Una variabile dinamica ha il twigil *. A differenza di una variabile lessicale, che e’ visibile solo nel blocco in cui e’ dichiarata, una variabile dinamica viene trovata cercando verso l’esterno attraverso lo stack delle chiamate — attraverso chi ha chiamato il codice corrente, indipendentemente da dove quel codice e’ definito.

my $*greeting = 'Hello';

sub greet {
    say $*greeting;
}

greet(); # Hello

La subroutine greet non dichiara $*greeting e non la riceve come argomento, eppure puo’ vederla, perche’ la variabile e’ dinamica e greet e’ stata chiamata da un punto in cui essa e’ nello scope.

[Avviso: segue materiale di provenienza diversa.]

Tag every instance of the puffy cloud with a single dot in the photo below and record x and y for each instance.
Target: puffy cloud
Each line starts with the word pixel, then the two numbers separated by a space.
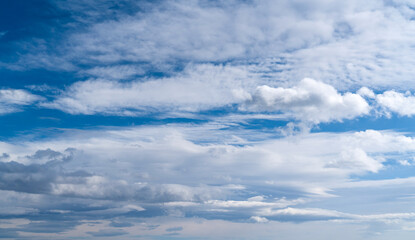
pixel 310 101
pixel 392 101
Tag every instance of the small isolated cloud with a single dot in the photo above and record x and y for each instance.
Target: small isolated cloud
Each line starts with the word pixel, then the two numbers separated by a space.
pixel 309 101
pixel 401 103
pixel 174 229
pixel 11 100
pixel 108 233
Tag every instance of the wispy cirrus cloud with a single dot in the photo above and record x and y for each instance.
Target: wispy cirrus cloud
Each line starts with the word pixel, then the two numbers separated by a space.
pixel 12 100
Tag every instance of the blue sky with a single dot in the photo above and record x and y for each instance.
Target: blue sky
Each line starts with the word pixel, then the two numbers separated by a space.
pixel 207 119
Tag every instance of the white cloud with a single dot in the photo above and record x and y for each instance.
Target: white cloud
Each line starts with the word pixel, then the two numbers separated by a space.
pixel 199 88
pixel 310 101
pixel 12 99
pixel 392 101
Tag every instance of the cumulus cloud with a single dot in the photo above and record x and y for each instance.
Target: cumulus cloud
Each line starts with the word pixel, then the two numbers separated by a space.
pixel 400 103
pixel 11 100
pixel 311 101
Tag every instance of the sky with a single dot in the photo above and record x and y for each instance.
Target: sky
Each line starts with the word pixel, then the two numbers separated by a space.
pixel 197 119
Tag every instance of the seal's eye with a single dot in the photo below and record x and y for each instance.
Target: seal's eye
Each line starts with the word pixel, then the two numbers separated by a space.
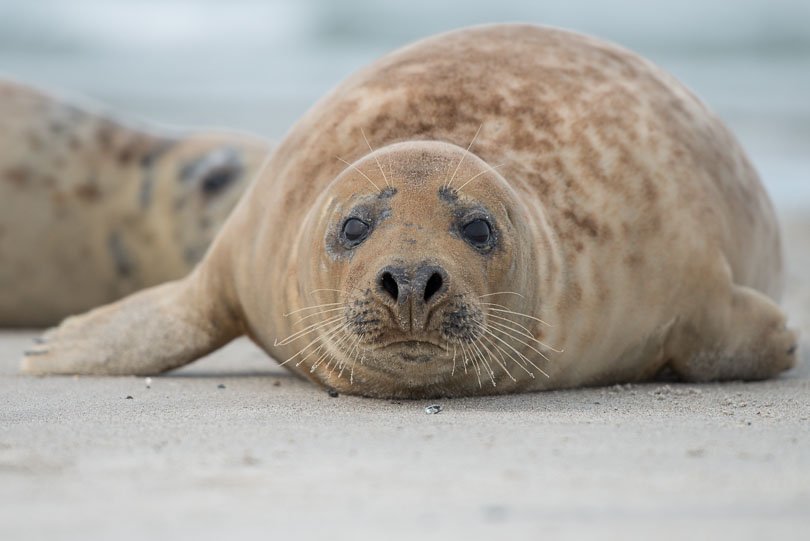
pixel 477 232
pixel 355 230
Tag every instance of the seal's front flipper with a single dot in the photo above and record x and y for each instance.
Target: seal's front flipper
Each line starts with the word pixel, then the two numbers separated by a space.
pixel 152 331
pixel 744 339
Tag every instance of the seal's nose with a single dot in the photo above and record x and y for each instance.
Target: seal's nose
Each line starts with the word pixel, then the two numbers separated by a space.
pixel 420 286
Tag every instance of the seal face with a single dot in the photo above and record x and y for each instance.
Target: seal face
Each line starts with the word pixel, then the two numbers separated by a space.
pixel 412 265
pixel 492 210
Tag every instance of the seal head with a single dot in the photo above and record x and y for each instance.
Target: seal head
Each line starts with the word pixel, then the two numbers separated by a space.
pixel 408 252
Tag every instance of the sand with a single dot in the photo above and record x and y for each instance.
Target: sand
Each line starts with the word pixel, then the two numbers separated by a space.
pixel 233 446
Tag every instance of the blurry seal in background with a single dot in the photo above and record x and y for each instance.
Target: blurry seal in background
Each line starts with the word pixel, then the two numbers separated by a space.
pixel 498 209
pixel 93 209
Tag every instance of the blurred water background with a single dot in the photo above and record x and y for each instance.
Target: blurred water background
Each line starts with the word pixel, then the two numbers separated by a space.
pixel 257 65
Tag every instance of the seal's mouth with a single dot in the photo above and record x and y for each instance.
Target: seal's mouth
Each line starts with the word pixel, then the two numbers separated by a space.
pixel 416 347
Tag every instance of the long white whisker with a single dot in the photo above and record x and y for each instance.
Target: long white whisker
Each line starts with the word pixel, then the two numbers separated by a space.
pixel 502 293
pixel 494 328
pixel 519 354
pixel 306 330
pixel 506 310
pixel 311 343
pixel 363 133
pixel 324 345
pixel 484 362
pixel 479 174
pixel 288 314
pixel 521 365
pixel 359 171
pixel 521 333
pixel 322 312
pixel 450 182
pixel 502 365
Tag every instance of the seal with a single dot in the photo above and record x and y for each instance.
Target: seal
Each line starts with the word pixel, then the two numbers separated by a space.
pixel 94 209
pixel 497 209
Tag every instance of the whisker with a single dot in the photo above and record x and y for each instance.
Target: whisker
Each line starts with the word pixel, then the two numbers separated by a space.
pixel 529 336
pixel 327 353
pixel 288 314
pixel 359 171
pixel 476 369
pixel 314 341
pixel 485 361
pixel 519 354
pixel 492 356
pixel 502 293
pixel 363 133
pixel 516 339
pixel 491 168
pixel 506 310
pixel 519 364
pixel 354 361
pixel 450 182
pixel 322 312
pixel 306 330
pixel 328 289
pixel 324 345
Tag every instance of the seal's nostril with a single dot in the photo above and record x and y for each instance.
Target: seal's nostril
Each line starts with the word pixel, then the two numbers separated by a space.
pixel 433 286
pixel 388 283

Questo esempio funzionerebbe anche con una semplice variabile scalare globale $greeting, ma la natura delle variabili dinamiche si vedra’ nel prossimo esempio.

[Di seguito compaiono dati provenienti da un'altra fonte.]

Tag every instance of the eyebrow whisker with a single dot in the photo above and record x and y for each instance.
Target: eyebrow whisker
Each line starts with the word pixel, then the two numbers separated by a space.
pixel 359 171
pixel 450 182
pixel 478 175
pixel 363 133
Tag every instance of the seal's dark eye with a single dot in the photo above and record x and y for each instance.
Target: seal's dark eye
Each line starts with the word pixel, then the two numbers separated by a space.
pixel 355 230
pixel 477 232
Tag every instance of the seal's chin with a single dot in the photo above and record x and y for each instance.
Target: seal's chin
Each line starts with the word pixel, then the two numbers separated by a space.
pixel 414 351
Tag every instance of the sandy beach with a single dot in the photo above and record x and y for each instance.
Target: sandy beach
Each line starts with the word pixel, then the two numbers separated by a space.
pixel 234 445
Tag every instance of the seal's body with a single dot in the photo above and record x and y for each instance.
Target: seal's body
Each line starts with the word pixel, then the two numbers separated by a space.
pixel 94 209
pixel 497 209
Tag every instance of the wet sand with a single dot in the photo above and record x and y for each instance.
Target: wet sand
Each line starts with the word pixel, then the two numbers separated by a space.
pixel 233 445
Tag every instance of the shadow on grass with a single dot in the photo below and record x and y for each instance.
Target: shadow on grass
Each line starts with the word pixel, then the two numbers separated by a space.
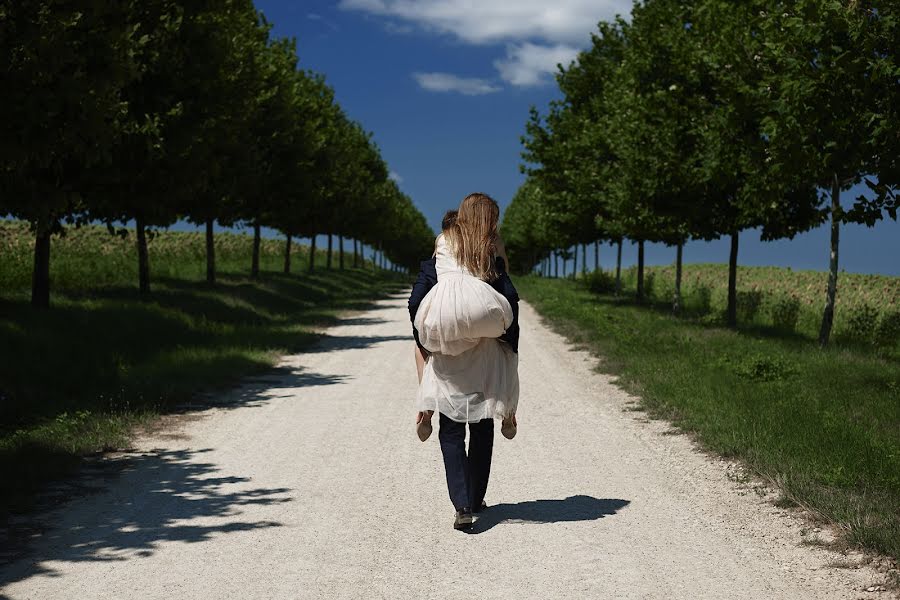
pixel 75 378
pixel 711 319
pixel 573 508
pixel 156 497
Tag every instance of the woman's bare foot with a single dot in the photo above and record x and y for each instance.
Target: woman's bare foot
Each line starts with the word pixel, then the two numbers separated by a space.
pixel 423 424
pixel 509 427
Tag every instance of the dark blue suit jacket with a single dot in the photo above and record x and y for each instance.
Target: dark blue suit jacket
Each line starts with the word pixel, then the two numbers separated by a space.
pixel 428 278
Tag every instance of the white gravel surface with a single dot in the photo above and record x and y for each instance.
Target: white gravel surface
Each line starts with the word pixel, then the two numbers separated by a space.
pixel 311 483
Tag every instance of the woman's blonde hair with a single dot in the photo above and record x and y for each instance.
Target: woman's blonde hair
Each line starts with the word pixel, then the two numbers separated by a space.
pixel 474 236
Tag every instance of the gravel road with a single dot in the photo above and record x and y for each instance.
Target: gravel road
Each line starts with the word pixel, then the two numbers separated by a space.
pixel 310 482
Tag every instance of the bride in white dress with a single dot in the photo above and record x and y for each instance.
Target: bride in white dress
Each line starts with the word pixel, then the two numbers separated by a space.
pixel 471 375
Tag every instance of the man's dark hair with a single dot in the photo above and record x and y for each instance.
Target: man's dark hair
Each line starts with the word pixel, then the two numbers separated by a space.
pixel 449 220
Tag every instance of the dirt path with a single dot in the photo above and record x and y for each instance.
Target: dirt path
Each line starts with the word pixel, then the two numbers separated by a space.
pixel 310 483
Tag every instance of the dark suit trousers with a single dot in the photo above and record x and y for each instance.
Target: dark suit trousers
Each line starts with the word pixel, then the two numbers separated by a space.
pixel 467 475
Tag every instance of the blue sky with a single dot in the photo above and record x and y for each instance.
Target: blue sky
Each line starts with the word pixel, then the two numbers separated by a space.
pixel 445 86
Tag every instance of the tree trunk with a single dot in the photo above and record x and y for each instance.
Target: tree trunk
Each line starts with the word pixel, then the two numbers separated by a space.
pixel 676 306
pixel 210 253
pixel 328 258
pixel 143 257
pixel 254 265
pixel 287 254
pixel 828 314
pixel 40 276
pixel 731 311
pixel 619 268
pixel 640 290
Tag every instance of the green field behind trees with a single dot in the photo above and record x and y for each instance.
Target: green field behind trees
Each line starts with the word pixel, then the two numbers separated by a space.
pixel 823 425
pixel 78 378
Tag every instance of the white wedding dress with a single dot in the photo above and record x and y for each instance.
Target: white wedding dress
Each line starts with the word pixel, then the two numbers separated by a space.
pixel 470 375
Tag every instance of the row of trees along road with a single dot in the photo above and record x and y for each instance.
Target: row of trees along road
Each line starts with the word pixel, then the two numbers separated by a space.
pixel 699 119
pixel 153 111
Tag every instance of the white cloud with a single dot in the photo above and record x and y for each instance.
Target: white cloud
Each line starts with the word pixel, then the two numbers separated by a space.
pixel 529 64
pixel 539 33
pixel 492 21
pixel 447 82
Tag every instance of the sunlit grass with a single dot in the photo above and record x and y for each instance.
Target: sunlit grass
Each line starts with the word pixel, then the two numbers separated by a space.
pixel 824 425
pixel 77 378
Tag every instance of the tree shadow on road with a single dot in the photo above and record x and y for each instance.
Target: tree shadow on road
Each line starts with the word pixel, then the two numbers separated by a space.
pixel 573 508
pixel 154 497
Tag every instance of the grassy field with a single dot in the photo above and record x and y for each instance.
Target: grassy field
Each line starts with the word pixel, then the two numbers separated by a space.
pixel 78 378
pixel 822 425
pixel 867 311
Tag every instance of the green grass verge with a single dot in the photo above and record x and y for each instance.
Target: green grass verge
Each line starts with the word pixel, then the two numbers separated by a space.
pixel 76 379
pixel 867 311
pixel 823 425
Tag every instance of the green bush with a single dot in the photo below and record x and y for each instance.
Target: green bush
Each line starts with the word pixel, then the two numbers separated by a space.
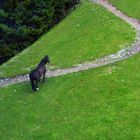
pixel 23 21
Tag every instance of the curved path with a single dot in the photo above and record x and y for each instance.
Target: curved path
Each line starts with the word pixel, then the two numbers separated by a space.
pixel 120 55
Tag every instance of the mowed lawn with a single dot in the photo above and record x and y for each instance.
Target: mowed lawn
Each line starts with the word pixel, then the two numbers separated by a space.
pixel 89 32
pixel 130 7
pixel 102 103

Poiche’ la ricerca segue lo stack delle chiamate, una dichiarazione piu’ vicina sovrascrive una piu’ lontana per la durata del suo blocco:

my $*level = 'outer';

sub show {
    say $*level;
}

show(); # outer

{
    my $*level = 'inner';
    show(); # inner
}

La stessa show stampa outer la prima volta e inner quando viene chiamata dall’interno del blocco che ha ridichiarato $*level. Questo e’ lo scope dinamico, ed e’ cosi’ che funzionano le variabili predefinite $*OUT, $*IN e $*ERR di Raku — puoi reindirizzare temporaneamente l’output ridichiarando $*OUT in un blocco, e ogni routine che chiami al suo interno vedra’ il nuovo valore. Le variabili dinamiche sono ideali per il contesto che deve fluire nel codice chiamato senza essere passato come argomento esplicito.